В голосе майора чувствовалась какая-то особая теплота и отзывчивость. Когда мы шли с аэродрома, я напомнил об этом Багрову. На лице офицера вдруг появилось выражение грусти.
- Теплота, - тихо промолвил он. - Лейтенант - молодой летчик. Ох, как ему сейчас нужна теплота! Или, как вы сказали, отзывчивость. Требовать от подчиненных мы научились… Но дисциплина предполагает и отзывчивость командира. - Багров закурил. - Знаю я одну историю. Хотите послушать? - На его лице вновь появилось выражение грусти. Я согласился. Майор рассказывал долго. Вот что я от него услышал.
…В эскадрилье прошел слух, будто лейтенант Александр Воронов хлопочет о переводе в другую часть. Капитан Юрий Сажин, всегда летавший с ним ведущим, только пожал плечами:
- Чего это ты, Санька, надумал? - Сажин имел привычку молодых летчиков называть по имени, и небрежно так, с оттенком своего превосходства. - Ты же без меня пропадешь.
Маленький рост, покатые плечи, не в меру длинные руки - только это и замечал капитан в Александре. Хотя у Воронова, не говоря о его покладистом характере, было довольно симпатичное лицо: щеки, словно отлитые из металла, всегда отражали блеск южного загара, глаза, ясные, живые, умные…
Не случайно молодой лейтенант приглянулся Наташе, девятнадцатилетней официантке летной столовой - девушке с черными как смоль косами. Стоило ему только появиться в обеденном зале и сесть за стол, как тут же появлялась Наташа. Ее карие глаза горели. А Воронов склонялся над дымящейся тарелкой и ел молча, будто и не было рядом девушки. Покончив с обедом, он обычно спешил в небольшой садик, огражденный штакетником, садился на скамейку и закуривал свой неизменный "Беломор". Проходило какое-то время, и в распахнутом окне столовой появлялась смоляная головка Наташи.

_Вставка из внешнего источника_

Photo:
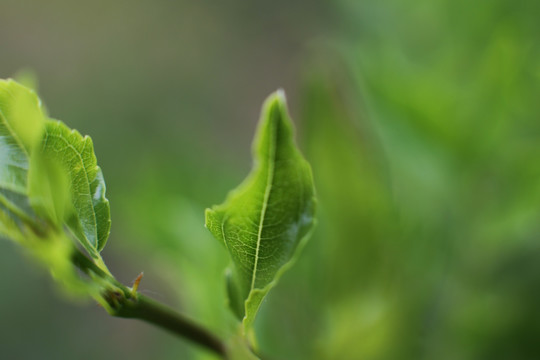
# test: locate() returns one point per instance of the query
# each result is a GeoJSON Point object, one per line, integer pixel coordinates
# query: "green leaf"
{"type": "Point", "coordinates": [90, 221]}
{"type": "Point", "coordinates": [21, 128]}
{"type": "Point", "coordinates": [265, 221]}
{"type": "Point", "coordinates": [49, 189]}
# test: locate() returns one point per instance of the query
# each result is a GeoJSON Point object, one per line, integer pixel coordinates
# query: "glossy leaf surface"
{"type": "Point", "coordinates": [49, 171]}
{"type": "Point", "coordinates": [264, 221]}
{"type": "Point", "coordinates": [91, 222]}
{"type": "Point", "coordinates": [21, 127]}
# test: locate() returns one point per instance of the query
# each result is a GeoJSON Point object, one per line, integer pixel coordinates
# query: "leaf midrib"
{"type": "Point", "coordinates": [268, 189]}
{"type": "Point", "coordinates": [70, 146]}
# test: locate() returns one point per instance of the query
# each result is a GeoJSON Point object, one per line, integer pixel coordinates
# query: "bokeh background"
{"type": "Point", "coordinates": [422, 123]}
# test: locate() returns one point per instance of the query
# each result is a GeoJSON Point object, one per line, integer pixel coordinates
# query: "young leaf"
{"type": "Point", "coordinates": [90, 221]}
{"type": "Point", "coordinates": [264, 222]}
{"type": "Point", "coordinates": [21, 128]}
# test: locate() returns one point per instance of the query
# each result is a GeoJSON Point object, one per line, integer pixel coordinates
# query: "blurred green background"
{"type": "Point", "coordinates": [421, 120]}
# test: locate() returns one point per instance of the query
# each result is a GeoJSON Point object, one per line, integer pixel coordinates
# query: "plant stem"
{"type": "Point", "coordinates": [146, 309]}
{"type": "Point", "coordinates": [126, 304]}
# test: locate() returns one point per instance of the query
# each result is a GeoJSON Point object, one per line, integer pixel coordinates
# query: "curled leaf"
{"type": "Point", "coordinates": [264, 222]}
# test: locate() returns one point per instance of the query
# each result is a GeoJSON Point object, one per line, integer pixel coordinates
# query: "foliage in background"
{"type": "Point", "coordinates": [420, 120]}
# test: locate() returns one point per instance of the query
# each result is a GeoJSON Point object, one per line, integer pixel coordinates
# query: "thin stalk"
{"type": "Point", "coordinates": [129, 304]}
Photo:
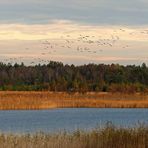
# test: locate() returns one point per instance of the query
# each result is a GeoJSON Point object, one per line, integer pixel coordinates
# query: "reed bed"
{"type": "Point", "coordinates": [16, 100]}
{"type": "Point", "coordinates": [107, 137]}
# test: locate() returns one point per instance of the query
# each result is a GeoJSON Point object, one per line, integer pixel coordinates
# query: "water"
{"type": "Point", "coordinates": [69, 119]}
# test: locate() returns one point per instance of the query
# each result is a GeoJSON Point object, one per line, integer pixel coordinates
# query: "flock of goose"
{"type": "Point", "coordinates": [82, 44]}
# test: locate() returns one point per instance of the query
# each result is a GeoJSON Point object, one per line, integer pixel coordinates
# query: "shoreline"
{"type": "Point", "coordinates": [40, 100]}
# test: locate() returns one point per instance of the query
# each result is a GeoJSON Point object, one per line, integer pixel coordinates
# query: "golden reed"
{"type": "Point", "coordinates": [15, 100]}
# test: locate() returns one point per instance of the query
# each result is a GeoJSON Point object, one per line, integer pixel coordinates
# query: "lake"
{"type": "Point", "coordinates": [55, 120]}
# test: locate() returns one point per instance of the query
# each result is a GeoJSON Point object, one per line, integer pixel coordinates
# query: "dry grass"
{"type": "Point", "coordinates": [108, 137]}
{"type": "Point", "coordinates": [47, 100]}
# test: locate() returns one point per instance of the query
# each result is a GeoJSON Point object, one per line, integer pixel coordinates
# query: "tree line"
{"type": "Point", "coordinates": [55, 76]}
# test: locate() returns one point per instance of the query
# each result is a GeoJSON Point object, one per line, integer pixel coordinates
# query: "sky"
{"type": "Point", "coordinates": [74, 31]}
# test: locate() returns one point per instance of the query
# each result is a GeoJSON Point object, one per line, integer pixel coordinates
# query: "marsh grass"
{"type": "Point", "coordinates": [47, 100]}
{"type": "Point", "coordinates": [107, 137]}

- Саша, - окликала она замечтавшегося лейтенанта, - брось ты эту гадость, возьми-ка лучше вот это. - И девушка бросала к его ногам небольшой пакетик с леденцами. Воронов брал конфеты и, словно взвешивая их, подбрасывал на широкой ладони. Потом, завидев своего ведущего капитана Сажина, Александр шагал ему навстречу:
- Это тебе, Юрий Петрович, вечером детишек угостишь.
Сажин удивленно смотрел на лейтенанта, пожимал плечами, брал пакетик и говорил:
- Ты что это зарядил каждый день конфетами угощать моих сорванцов?
Лейтенант оправдывался:
- Да нет… Это от Наташи. Все агитирует меня не курить…
- А… Ну что ж, дело это разумное. Но попробуй не покурить, если сейчас пойдем на разбор полетов. Опять нас, наверное, будут склонять.
- Ничего, товарищ капитан, поднатужимся маленько, и мы полетим на Луну, - улыбался Воронов.
В классе Сажин сидел молча, сосредоточенно слушал руководителя полетов, а Санька беспокойно ерзал за столом, с шумом листал тетрадь, что-то записывал. Сажин изредка скашивал в сторону глаза, взглядывал на густую рыжеватую шевелюру ведомого и неприязненно думал: "Поднатужимся! На земле ты хорохоришься, а как полетим, снова что-нибудь загнешь. Фунтик, а еще о Луне мечтает. Фунтик ты - и больше никто!" Сажину понравилось это выражение, и он мысленно повторял его несколько раз.
Домой возвращались вместе. Оба жили в гарнизонной гостинице: капитан с семьей занимал две комнаты, а лейтенант - комнатку напротив. Молчавший всю дорогу Сажин вдруг остановился и, придерживая лейтенанта за плечо, ни с того ни с чего высказался:
- Все "поднатужимся, поднатужимся". Фунтик, вот ты кто… Да, фунтик!